Utilizamos uma linguagem informal para interagirmos com pessoas que, numa relação
hierárquica, ocupam a mesma posição que nós e com quem temos contato frequente ou
algum tipo de relação afetiva (entre amigos, irmãos, namorados, marido e mulher etc.).
Como temos certa intimidade com essas pessoas, não nos preocupamos, por exemplo,
se interrompemos o interlocutor.

Quando há hierarquia de poder, ou quando interagimos com pessoas com as quais


não temos contato frequente nem relação afetiva, a linguagem torna-se formal.

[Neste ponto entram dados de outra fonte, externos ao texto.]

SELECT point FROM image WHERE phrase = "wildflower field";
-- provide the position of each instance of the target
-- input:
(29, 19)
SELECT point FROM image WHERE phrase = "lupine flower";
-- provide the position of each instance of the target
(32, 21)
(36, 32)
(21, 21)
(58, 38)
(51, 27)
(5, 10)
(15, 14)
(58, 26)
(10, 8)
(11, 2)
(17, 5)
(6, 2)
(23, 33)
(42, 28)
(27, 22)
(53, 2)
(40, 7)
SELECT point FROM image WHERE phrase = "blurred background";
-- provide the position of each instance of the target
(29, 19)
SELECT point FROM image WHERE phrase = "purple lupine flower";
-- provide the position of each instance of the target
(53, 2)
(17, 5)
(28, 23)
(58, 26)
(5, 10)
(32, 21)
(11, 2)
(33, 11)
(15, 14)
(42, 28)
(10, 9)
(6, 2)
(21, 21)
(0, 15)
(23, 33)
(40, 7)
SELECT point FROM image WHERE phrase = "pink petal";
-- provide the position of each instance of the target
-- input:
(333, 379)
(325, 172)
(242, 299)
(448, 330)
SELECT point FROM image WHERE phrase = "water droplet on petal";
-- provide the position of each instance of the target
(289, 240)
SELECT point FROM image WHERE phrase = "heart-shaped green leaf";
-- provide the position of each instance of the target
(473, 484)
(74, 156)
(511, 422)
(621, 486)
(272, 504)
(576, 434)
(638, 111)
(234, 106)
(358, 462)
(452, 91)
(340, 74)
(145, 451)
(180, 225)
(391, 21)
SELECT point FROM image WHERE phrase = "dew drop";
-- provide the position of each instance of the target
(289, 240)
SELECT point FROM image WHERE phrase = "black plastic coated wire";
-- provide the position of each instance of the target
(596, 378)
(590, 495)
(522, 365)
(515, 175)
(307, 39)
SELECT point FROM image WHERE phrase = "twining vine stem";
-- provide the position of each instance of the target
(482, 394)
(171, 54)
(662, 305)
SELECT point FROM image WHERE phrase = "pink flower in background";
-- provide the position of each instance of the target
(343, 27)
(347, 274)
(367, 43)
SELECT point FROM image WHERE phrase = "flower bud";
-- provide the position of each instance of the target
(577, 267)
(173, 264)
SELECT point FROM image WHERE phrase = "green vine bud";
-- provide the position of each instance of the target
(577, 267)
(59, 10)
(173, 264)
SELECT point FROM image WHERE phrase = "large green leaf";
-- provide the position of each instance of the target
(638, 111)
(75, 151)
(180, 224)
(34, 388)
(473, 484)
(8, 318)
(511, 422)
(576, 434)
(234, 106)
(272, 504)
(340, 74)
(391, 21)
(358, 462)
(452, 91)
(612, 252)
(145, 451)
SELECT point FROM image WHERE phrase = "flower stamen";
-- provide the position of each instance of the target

A linguagem informal caracteriza-se pelo emprego de apelidos, de diminutivos, pelo


uso de gírias e de formas mais abreviadas de dizer. Além disso, procuramos expressar
atitudes (como prometer, apostar, jurar) e costumamos expressar nossas opiniões
claramente, dizendo, por exemplo, “eu acho”; e, frequentemente, utilizamos formas
para expressar a probabilidade, como “pode ser”, “talvez”, “é possível”. Em suma,
a linguagem informal é mais subjetiva na medida em que, nos contextos de maior
intimidade, podemos expor mais espontaneamente o que pensamos e o que sentimos.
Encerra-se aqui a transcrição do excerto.